Me filiei ao PT em 2004, com 16 anos na época, e desde então tenho trabalhado para fortalecer a militância e ampliar as vozes LGBTI+ dentro do partido. Foi no PT que minha luta se somou à luta de outros LGBTI+ na busca pela garantia de direitos e por justiça social. Ao longo desse tempo, pudemos ver de perto a forma como nossas pautas têm sido percebidas e incorporadas na agenda do PT em todo o país. Encontramos a possibilidade de nos candidatar, ainda em 2016, ao cargo de vereadora em Florianópolis. Com o slogan “Para tirar temas do armário”, fizemos uma votação expressiva na cidade, que surpreendeu o diretório municipal e nos permitiu assumir a suplência do mandato eleito na cidade. O recado estava dado e quatro anos depois, em 2020, o Mandato Carla Ayres era eleito na capital catarinense.

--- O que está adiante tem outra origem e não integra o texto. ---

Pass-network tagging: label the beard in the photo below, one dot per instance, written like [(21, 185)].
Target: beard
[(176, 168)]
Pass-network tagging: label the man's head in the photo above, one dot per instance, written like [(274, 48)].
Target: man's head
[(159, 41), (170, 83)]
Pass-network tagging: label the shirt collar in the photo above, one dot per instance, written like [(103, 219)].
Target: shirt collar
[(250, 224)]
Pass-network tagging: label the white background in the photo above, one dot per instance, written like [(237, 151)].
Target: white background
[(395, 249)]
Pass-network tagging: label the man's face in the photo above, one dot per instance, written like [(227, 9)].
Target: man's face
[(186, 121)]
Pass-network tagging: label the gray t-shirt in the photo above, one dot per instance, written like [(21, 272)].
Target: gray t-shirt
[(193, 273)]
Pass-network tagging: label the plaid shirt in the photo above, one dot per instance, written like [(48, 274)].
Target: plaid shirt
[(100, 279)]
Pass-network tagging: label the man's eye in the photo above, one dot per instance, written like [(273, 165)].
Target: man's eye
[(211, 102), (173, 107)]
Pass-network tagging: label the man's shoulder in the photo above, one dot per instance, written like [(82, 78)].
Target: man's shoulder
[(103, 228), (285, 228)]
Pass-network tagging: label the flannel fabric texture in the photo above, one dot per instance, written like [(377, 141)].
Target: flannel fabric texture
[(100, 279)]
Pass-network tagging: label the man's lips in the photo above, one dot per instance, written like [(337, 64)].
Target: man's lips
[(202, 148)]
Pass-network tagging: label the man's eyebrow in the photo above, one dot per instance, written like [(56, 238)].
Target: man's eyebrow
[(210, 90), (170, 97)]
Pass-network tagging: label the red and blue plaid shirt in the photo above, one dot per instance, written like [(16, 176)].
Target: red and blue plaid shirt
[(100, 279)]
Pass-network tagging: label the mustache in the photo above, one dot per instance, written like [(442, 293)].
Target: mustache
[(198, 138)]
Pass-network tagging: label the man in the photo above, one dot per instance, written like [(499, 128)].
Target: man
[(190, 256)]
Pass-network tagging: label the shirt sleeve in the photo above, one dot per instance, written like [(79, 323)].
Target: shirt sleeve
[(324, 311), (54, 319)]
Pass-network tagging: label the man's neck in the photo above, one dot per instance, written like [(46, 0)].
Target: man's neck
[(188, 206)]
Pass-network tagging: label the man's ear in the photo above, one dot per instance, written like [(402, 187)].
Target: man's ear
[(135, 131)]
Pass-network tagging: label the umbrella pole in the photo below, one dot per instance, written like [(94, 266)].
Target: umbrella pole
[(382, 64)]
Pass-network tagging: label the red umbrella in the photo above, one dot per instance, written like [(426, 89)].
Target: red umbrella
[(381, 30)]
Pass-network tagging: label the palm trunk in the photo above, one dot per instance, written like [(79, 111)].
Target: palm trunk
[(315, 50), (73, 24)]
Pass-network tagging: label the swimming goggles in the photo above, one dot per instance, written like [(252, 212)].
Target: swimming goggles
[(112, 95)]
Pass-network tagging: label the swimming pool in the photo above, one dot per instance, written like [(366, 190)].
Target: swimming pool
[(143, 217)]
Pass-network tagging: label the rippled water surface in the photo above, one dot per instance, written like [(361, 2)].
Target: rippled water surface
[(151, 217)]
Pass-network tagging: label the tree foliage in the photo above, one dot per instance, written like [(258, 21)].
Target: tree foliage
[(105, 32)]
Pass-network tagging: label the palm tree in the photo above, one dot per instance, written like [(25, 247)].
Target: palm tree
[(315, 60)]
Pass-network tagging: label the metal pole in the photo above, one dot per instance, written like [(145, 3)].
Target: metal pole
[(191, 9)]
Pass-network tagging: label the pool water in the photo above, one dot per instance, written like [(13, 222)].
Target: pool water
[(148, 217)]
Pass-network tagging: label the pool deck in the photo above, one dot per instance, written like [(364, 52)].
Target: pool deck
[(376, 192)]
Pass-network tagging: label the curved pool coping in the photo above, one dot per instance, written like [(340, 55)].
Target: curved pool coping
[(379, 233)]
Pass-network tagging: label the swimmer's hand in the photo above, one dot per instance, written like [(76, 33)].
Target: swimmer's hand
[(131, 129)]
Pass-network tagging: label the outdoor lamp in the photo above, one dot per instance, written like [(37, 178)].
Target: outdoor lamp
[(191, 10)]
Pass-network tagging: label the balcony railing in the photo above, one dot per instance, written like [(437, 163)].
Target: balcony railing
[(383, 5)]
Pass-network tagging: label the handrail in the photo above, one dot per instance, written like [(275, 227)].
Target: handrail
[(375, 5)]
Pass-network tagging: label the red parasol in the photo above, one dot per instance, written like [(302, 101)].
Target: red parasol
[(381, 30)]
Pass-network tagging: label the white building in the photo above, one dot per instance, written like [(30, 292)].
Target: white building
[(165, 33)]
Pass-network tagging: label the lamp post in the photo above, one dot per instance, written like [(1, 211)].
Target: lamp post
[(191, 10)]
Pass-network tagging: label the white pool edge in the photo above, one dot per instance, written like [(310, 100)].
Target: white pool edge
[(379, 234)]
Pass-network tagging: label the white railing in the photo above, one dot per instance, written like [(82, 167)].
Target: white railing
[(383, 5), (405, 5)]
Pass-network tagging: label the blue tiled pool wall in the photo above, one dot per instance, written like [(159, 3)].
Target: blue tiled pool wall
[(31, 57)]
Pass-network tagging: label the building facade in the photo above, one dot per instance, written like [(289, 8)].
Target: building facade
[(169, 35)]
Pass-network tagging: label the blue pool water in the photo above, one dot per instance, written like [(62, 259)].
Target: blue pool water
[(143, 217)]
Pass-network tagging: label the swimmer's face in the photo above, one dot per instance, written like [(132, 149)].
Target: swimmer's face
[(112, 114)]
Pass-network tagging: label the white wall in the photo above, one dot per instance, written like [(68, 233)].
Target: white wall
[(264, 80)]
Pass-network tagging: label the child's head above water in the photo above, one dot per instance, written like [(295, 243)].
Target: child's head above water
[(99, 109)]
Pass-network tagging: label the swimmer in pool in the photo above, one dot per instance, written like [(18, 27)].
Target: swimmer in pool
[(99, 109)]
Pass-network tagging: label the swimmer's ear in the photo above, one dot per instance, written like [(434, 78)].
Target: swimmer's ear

O anúncio da chegada de Jean Wyllys ao PT, feito na última semana, foi recebido com festa pela imensa militância LGBTI+ que integra o nosso partido. Wyllys representa a luta e a resistência da nossa comunidade, é uma liderança nata, que sabe a importância de ocupar os espaços de poder para garantir direitos e fortalecer a democracia. Jean Wyllys é mais uma estrela que vai ampliar as vozes da diversidade no nosso partido. É chegada a hora de devolver o Brasil para o seu povo, de fomentar o respeito às diferenças e enxergar nelas o nosso maior potencial de crescimento. Ao lado de Jean Wyllys e de Lula, vamos retomar o caminho da democracia, do fortalecimento institucional, dos investimentos públicos, das políticas voltadas à justiça social, da ciência como norteadora das decisões, da diversidade como eixo de governo. Nós, LGBTI+, precisamos nos mobilizar desde já, buscar nas instâncias partidárias o nosso espaço de luta e contribuir de forma efetiva para a reconstrução do Brasil.

Fomos duramente atacadas por Bolsonaro e sua turba nos últimos anos, contudo, se por um lado o fundamentalismo e os ataques às pautas progressistas e dos direitos humanos protagonizaram a derrocada democrática no país; por outro, somente a centralidade (e não a omissão) deste debate da diversidade sexual e de gênero, do combate ao racismo, anti-proibiciobista, feminista (etc), associado à defesa da soberania nacional e ao enfrentamento ao neoliberalismo, poderá resgatar a democracia.

O desafio está dado. Os caminhos abertos.

Estamos dispostos a isso e Jean está conosco!

Mandato Carla Ayres – Liderado pela Vereadora do PT em Florianópolis-SC,  Carla Ayres, lésbica, feminista, anti-proibicionista. Carla tem 33 anos, é filiada ao PT há 17 anos, e é Dra em Sociologia Política pela UFSC, primeira mulher eleita pela PT em Florianópolis, e primeira lésbica a se eleger na cidade.